Metro Boomin, c’est un peu le Pep Guardiola du rap : toujours dans les bons coups et courtisé par les plus grands, Leland Wayne est un coach charismatique et passionné, au CV impressionnant, qui s’impose aujourd’hui comme un faiseur de tubes et de carrières dont le producer tag ("If Young Metro Don’t Trust You, I’m Gon’ Shoot You") est autant une marque de fabrique qu'un gage de qualité. Joueur professionnel sur FL Studio depuis 2009, Metro Boomin s’est lentement mais sûrement mué en gourou du game et a grandement contribué à la démocratisation et la mondialisation de la trap. Ayant supervisé le travail des plus grands – Drake, Kanye West, Travis Scott, Future, Gucci Mane, la liste est interminable, il était évident que le casting de son premier album studio allait aligner autant de stars qu’une équipe de Premier League prétendante au titre.

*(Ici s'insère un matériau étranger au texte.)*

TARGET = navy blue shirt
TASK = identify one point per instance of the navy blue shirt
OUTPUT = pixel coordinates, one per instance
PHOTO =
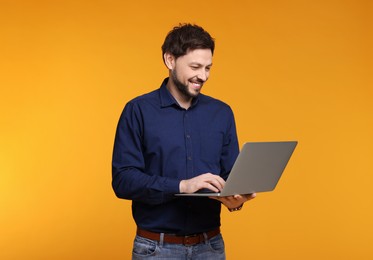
(158, 144)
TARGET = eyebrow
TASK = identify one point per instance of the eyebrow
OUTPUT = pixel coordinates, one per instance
(199, 64)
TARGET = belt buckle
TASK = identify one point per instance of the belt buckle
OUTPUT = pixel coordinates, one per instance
(191, 240)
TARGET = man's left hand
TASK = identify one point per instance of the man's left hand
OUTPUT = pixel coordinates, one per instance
(235, 201)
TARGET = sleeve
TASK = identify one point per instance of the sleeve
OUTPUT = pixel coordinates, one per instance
(230, 147)
(129, 179)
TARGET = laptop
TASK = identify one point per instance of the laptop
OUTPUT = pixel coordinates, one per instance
(257, 168)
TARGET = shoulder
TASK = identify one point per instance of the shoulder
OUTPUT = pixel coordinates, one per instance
(209, 101)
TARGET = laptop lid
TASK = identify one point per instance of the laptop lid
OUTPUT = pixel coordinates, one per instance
(257, 168)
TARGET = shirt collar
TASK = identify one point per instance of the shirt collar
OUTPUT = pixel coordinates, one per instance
(168, 100)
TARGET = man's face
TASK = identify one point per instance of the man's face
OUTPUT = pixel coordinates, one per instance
(191, 71)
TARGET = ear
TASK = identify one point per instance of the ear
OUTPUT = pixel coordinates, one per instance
(169, 60)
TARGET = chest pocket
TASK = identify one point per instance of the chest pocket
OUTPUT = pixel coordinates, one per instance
(211, 147)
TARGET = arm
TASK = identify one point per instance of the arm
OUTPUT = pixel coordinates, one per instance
(129, 178)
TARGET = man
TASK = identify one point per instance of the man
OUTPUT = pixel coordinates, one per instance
(177, 140)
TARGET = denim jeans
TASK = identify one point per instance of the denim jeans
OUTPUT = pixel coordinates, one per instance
(212, 249)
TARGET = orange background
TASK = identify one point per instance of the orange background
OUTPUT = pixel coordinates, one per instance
(291, 70)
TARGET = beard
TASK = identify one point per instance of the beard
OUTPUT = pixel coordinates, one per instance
(182, 88)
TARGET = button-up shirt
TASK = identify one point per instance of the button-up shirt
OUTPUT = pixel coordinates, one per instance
(157, 144)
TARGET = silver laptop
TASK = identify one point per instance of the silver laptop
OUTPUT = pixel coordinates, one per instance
(258, 168)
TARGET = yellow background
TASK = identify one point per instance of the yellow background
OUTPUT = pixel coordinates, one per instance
(291, 70)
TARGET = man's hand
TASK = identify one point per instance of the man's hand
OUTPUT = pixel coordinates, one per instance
(235, 201)
(210, 181)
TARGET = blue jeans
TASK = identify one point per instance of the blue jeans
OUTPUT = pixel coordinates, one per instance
(212, 249)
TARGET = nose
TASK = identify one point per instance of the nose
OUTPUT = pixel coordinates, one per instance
(203, 75)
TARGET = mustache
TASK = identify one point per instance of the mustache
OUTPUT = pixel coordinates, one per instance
(197, 80)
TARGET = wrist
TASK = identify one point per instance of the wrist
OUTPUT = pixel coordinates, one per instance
(235, 209)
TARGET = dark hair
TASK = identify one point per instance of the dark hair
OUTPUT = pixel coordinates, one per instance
(186, 37)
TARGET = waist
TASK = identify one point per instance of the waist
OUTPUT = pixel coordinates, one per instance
(174, 239)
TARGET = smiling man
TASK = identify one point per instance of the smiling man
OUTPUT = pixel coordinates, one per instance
(177, 140)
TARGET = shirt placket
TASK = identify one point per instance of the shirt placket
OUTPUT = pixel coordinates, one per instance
(188, 143)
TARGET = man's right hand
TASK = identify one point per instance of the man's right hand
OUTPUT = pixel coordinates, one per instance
(210, 181)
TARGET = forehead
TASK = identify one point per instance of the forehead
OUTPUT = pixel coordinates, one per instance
(200, 56)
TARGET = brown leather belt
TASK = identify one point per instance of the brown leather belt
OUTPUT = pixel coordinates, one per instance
(174, 239)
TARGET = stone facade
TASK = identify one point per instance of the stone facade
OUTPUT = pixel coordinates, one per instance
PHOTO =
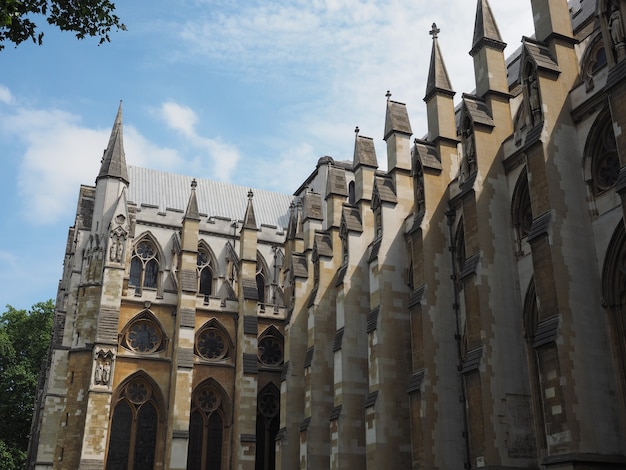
(463, 308)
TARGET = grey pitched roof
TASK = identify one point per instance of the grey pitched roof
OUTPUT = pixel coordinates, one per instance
(427, 154)
(324, 244)
(351, 216)
(385, 190)
(312, 206)
(215, 198)
(438, 79)
(540, 55)
(478, 110)
(485, 29)
(336, 182)
(364, 152)
(114, 160)
(396, 119)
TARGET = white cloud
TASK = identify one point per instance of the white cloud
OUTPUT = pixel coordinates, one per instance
(217, 158)
(59, 154)
(344, 55)
(178, 117)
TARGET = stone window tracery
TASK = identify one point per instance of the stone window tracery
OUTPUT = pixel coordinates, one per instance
(134, 427)
(270, 349)
(211, 344)
(205, 272)
(601, 151)
(267, 425)
(143, 335)
(206, 429)
(521, 211)
(144, 266)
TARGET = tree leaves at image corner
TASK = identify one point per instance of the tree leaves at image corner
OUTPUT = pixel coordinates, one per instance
(94, 18)
(24, 343)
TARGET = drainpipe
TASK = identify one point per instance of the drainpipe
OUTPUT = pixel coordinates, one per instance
(457, 313)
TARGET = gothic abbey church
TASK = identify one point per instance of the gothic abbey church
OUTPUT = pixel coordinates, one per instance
(465, 308)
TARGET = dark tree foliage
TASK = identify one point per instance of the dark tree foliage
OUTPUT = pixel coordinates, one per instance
(24, 342)
(82, 17)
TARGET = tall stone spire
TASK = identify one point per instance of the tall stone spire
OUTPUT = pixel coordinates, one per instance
(192, 206)
(438, 79)
(114, 160)
(249, 220)
(486, 29)
(487, 50)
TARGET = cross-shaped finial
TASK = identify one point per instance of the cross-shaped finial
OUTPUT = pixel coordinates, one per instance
(435, 31)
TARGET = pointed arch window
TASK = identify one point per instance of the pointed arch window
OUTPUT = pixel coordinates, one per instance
(351, 193)
(206, 429)
(205, 268)
(144, 266)
(144, 335)
(134, 428)
(262, 280)
(605, 163)
(521, 211)
(267, 425)
(270, 349)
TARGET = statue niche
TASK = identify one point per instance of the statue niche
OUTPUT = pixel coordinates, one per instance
(615, 26)
(531, 90)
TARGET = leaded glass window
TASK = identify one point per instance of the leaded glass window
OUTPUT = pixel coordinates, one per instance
(144, 266)
(212, 343)
(206, 430)
(143, 335)
(270, 351)
(134, 429)
(205, 273)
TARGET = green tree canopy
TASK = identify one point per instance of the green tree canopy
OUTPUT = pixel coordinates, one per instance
(82, 17)
(24, 342)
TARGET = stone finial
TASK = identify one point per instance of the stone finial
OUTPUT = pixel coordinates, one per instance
(434, 32)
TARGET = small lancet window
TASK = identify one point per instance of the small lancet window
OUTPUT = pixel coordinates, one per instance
(205, 273)
(144, 266)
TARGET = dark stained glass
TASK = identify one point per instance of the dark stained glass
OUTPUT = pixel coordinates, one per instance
(214, 444)
(194, 450)
(206, 281)
(150, 276)
(270, 351)
(119, 443)
(135, 272)
(211, 344)
(145, 436)
(144, 336)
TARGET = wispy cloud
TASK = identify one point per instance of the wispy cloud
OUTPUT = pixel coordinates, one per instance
(344, 56)
(58, 153)
(217, 159)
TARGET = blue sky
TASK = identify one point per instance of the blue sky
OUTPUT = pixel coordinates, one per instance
(251, 92)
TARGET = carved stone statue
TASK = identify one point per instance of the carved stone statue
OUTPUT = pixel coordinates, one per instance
(102, 375)
(616, 26)
(533, 98)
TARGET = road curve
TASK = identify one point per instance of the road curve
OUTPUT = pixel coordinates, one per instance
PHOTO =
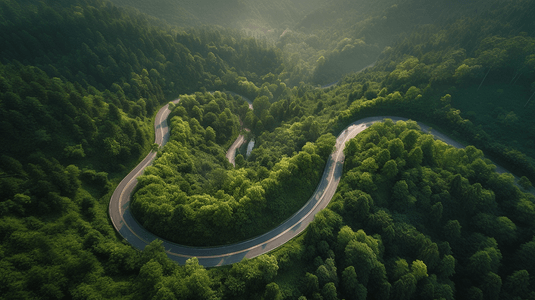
(231, 152)
(124, 222)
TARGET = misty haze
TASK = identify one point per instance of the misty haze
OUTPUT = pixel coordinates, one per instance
(285, 149)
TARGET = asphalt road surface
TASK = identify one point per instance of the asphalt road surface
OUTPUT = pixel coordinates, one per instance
(139, 237)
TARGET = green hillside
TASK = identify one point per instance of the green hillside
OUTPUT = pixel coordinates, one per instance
(412, 218)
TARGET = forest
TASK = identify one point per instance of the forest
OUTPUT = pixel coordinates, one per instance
(412, 217)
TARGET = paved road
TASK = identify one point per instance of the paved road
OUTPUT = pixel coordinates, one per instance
(139, 237)
(231, 152)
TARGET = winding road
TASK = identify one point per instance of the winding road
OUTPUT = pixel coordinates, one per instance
(124, 222)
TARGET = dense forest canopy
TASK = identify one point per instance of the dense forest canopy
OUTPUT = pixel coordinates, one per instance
(413, 218)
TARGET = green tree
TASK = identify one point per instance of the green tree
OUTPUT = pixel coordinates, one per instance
(273, 292)
(329, 291)
(525, 183)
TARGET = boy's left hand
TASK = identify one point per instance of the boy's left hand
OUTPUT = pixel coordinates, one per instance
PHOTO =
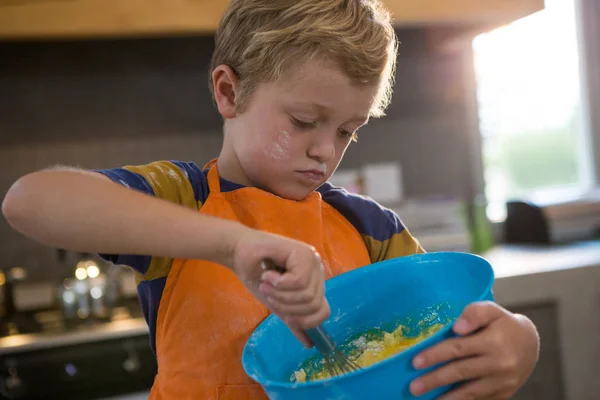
(494, 355)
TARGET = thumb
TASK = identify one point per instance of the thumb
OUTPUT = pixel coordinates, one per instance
(476, 316)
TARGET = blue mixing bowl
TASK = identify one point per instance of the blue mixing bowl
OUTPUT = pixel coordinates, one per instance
(415, 291)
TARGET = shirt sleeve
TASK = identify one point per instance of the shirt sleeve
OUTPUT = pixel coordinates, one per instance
(178, 182)
(383, 232)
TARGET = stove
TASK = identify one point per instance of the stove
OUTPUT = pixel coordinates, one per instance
(44, 356)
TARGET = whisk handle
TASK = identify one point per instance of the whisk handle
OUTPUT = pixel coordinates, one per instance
(318, 336)
(321, 339)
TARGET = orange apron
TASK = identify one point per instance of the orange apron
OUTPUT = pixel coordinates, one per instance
(206, 315)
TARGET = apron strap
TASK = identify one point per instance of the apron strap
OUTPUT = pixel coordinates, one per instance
(214, 182)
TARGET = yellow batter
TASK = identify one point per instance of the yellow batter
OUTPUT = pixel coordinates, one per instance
(370, 351)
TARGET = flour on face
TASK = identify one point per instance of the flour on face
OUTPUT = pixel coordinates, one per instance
(279, 149)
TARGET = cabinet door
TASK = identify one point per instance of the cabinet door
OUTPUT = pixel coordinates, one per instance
(546, 382)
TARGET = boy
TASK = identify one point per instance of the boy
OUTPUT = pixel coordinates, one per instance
(293, 80)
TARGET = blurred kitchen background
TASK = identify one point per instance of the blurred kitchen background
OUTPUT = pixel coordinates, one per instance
(491, 145)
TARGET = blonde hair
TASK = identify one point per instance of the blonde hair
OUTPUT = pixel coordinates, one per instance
(261, 40)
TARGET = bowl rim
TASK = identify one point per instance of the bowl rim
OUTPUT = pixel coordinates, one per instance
(413, 349)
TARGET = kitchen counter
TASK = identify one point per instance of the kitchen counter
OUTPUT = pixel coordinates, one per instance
(559, 285)
(106, 331)
(517, 260)
(508, 261)
(567, 277)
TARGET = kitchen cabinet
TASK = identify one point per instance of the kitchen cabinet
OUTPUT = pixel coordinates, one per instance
(101, 18)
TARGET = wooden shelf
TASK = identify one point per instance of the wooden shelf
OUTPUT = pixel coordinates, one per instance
(130, 18)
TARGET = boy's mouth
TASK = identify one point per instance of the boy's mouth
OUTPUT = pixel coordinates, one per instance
(313, 175)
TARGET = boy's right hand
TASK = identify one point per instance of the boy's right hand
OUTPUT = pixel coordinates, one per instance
(296, 296)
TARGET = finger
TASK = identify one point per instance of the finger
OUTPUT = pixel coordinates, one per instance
(296, 310)
(476, 316)
(489, 389)
(294, 281)
(292, 297)
(453, 349)
(456, 372)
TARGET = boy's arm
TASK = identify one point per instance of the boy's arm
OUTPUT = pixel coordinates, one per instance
(85, 211)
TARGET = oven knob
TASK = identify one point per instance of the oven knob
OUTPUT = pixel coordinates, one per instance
(71, 370)
(12, 386)
(132, 363)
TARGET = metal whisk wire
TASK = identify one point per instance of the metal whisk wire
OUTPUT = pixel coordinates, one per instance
(336, 362)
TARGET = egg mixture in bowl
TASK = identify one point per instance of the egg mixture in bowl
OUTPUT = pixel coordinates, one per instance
(367, 349)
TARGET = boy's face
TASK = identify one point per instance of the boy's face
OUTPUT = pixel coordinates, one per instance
(292, 134)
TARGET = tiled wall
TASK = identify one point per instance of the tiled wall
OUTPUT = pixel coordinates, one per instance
(107, 103)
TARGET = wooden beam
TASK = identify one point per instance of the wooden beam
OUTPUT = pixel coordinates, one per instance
(101, 18)
(23, 19)
(461, 12)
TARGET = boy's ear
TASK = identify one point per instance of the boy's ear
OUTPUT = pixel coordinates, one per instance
(225, 84)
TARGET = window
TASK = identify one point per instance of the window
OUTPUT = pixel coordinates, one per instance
(532, 117)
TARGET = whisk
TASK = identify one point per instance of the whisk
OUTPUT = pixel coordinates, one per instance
(336, 362)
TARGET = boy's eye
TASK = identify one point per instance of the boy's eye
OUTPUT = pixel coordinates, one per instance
(303, 124)
(352, 135)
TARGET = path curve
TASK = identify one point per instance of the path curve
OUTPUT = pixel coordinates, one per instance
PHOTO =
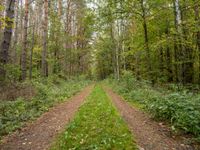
(40, 134)
(149, 134)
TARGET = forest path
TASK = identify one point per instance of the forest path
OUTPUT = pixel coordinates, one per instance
(149, 135)
(40, 134)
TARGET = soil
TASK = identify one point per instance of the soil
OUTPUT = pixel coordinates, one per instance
(40, 134)
(149, 134)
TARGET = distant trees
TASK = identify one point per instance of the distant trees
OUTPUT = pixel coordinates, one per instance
(44, 37)
(6, 41)
(159, 41)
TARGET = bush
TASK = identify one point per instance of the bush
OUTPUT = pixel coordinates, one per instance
(175, 104)
(14, 114)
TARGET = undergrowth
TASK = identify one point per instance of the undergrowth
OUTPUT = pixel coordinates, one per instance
(97, 125)
(181, 108)
(50, 91)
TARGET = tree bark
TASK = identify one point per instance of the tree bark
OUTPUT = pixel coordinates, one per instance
(45, 38)
(146, 40)
(4, 51)
(31, 52)
(24, 50)
(196, 65)
(14, 49)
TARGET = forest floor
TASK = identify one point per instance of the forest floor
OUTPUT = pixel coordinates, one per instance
(39, 135)
(148, 134)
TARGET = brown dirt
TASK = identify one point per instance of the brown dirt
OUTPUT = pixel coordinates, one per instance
(149, 135)
(40, 134)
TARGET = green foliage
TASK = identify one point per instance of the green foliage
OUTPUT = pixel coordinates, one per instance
(97, 125)
(14, 114)
(181, 108)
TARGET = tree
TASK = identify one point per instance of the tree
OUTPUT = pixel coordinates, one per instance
(45, 39)
(24, 50)
(6, 37)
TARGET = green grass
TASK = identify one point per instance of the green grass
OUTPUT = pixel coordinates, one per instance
(51, 91)
(181, 109)
(96, 126)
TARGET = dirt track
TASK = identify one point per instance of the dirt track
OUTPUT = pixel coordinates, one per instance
(149, 134)
(40, 134)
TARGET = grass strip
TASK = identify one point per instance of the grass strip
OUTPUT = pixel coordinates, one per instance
(96, 126)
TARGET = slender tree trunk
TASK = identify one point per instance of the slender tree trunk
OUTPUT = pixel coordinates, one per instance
(146, 40)
(6, 41)
(196, 65)
(45, 38)
(14, 56)
(24, 49)
(31, 52)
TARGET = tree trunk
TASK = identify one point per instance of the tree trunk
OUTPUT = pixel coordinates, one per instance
(10, 5)
(45, 38)
(31, 53)
(196, 64)
(24, 49)
(14, 49)
(146, 40)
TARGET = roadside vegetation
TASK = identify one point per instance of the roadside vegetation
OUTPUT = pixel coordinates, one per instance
(97, 125)
(178, 106)
(48, 92)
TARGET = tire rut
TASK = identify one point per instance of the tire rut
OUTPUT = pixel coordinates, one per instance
(40, 134)
(149, 134)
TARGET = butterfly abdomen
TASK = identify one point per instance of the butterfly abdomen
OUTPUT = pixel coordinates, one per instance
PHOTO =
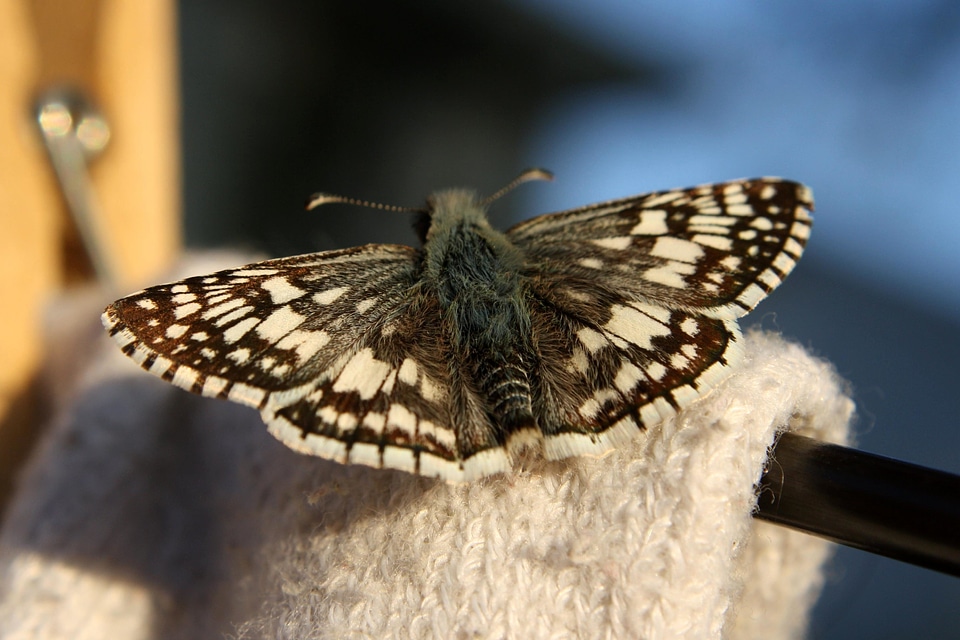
(476, 274)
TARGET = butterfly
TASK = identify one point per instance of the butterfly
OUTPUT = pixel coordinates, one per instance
(567, 334)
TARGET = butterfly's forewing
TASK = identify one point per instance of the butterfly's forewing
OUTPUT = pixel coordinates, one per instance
(716, 249)
(341, 352)
(634, 302)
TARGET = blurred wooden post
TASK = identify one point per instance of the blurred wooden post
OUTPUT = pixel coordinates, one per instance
(122, 55)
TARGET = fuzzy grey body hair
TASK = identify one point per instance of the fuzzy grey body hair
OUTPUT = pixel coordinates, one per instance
(566, 334)
(475, 273)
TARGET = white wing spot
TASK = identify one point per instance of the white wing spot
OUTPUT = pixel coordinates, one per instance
(656, 371)
(589, 409)
(429, 389)
(233, 316)
(279, 323)
(374, 421)
(579, 362)
(221, 309)
(592, 340)
(305, 343)
(281, 291)
(619, 243)
(671, 274)
(399, 417)
(679, 361)
(329, 296)
(365, 305)
(239, 330)
(239, 355)
(254, 272)
(722, 243)
(627, 377)
(408, 372)
(635, 327)
(175, 331)
(725, 221)
(652, 223)
(660, 314)
(184, 310)
(730, 263)
(676, 249)
(363, 374)
(740, 210)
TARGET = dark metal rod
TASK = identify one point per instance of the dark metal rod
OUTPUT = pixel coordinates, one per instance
(885, 506)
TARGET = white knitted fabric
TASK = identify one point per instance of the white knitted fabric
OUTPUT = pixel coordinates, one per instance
(149, 513)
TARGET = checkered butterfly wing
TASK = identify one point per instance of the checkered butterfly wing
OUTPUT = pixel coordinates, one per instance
(338, 351)
(634, 302)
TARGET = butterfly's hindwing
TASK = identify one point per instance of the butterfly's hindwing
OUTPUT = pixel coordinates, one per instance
(573, 330)
(607, 372)
(394, 402)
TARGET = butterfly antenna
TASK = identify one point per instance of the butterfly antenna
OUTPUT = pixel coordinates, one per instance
(319, 199)
(526, 176)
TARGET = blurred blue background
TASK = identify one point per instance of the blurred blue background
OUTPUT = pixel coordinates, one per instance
(860, 100)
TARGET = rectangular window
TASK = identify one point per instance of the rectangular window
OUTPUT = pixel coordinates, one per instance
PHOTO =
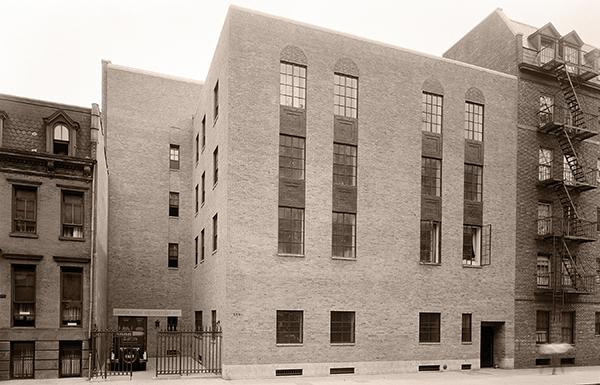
(69, 353)
(215, 233)
(22, 358)
(543, 271)
(202, 245)
(216, 102)
(292, 85)
(291, 231)
(430, 241)
(542, 327)
(432, 113)
(198, 320)
(289, 326)
(473, 121)
(71, 299)
(431, 176)
(471, 245)
(24, 295)
(173, 204)
(172, 324)
(196, 250)
(216, 166)
(466, 328)
(342, 327)
(567, 330)
(203, 194)
(344, 164)
(545, 164)
(291, 157)
(173, 255)
(72, 214)
(429, 327)
(544, 218)
(473, 182)
(345, 95)
(174, 157)
(24, 209)
(344, 235)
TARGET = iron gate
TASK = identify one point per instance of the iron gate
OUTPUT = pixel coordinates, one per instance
(188, 352)
(112, 353)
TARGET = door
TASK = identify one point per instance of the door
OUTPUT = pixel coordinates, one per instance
(487, 347)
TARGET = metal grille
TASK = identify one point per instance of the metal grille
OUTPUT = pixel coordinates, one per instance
(188, 352)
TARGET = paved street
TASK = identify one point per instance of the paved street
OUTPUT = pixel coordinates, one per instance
(568, 376)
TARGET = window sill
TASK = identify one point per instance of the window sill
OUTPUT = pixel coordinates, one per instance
(290, 255)
(71, 239)
(23, 235)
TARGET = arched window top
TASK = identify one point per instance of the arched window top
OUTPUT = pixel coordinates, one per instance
(61, 132)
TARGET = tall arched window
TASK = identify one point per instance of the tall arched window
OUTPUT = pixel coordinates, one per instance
(60, 145)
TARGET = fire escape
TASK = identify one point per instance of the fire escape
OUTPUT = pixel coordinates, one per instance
(571, 125)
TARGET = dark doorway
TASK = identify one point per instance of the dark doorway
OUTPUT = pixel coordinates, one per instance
(487, 347)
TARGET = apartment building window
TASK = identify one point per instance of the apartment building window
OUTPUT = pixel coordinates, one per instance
(473, 182)
(291, 157)
(289, 326)
(567, 329)
(473, 121)
(342, 327)
(431, 176)
(71, 301)
(173, 204)
(72, 214)
(542, 327)
(174, 157)
(216, 102)
(202, 184)
(69, 357)
(344, 235)
(466, 328)
(172, 324)
(430, 241)
(215, 232)
(23, 295)
(196, 250)
(202, 245)
(544, 218)
(198, 320)
(345, 95)
(432, 113)
(22, 359)
(291, 231)
(292, 85)
(471, 245)
(215, 166)
(24, 209)
(543, 271)
(545, 164)
(60, 144)
(173, 255)
(429, 327)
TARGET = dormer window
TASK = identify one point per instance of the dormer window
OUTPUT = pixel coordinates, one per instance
(60, 145)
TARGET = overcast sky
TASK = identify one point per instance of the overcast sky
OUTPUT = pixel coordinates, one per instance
(51, 49)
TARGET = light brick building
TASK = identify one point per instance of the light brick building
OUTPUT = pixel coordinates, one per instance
(558, 261)
(50, 175)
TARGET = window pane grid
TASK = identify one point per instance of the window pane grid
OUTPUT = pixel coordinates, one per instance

La force de Not All Heroes Wear Capes réside dans le fait que Metro Boomin parvient à bâtir une zone de confort pour chacun de ses collaborateurs, tous plus à l’aise que Sergio Aguero dans une surface de réparation : Swae Lee dispose de beats colorés qui lui permettent d’étaler sa science du refrain, Young Thug nous renvoie à l’époque du premier Slime Season tandis que 21 Savage nous sort ses habituelles punchlines délicieusement débiles – cette fois-ci, la crapule chuchotera même une partie de son couplet sur « Don’t Come Out The House », façon Ying Yang Twins. Mais ce qui ressort surtout de ces 44 minutes de foire au banger c'est l'incroyable hétérogénéité des instrumentaux : l’ambiance dancehall du folklorique « Only You » est aussi efficace que les collaborations plus traditionnelles avec Gucci Mane ou le rookie Gunna. Bref, ça enchaîne et ça combine avec l'aisance et l'efficacité du triangle doré De Bruyne - Silva - Mahrez.

Etrangement, un des points culminants du disque est l’interlude « Only 1 » qui nous replonge dans le monde brumeux et élégiaque de 808’s & Heartbreak. Magistralement exécuté par Travis Scott, cette balade mélancolique, parfaitement autotunée, est de loin la pièce du puzzle qui met le mieux en lumière le rôle de chef d’orchestre de Metro Boomin, histoire de démontrer que c’est bien lui la star de son disque. Ainsi, à l'instar du maître à penser catalan de Man City, le hitmaker du Missouri est capable de tirer le meilleur de son effectif grâce à une science du terrain et un flair qui font de ce Not All Heroes Were Capes un condensé de bangers fort appréciable, qu’on vous recommande presque autant que notre playlist Spotify entièrement consacrée au bonhomme.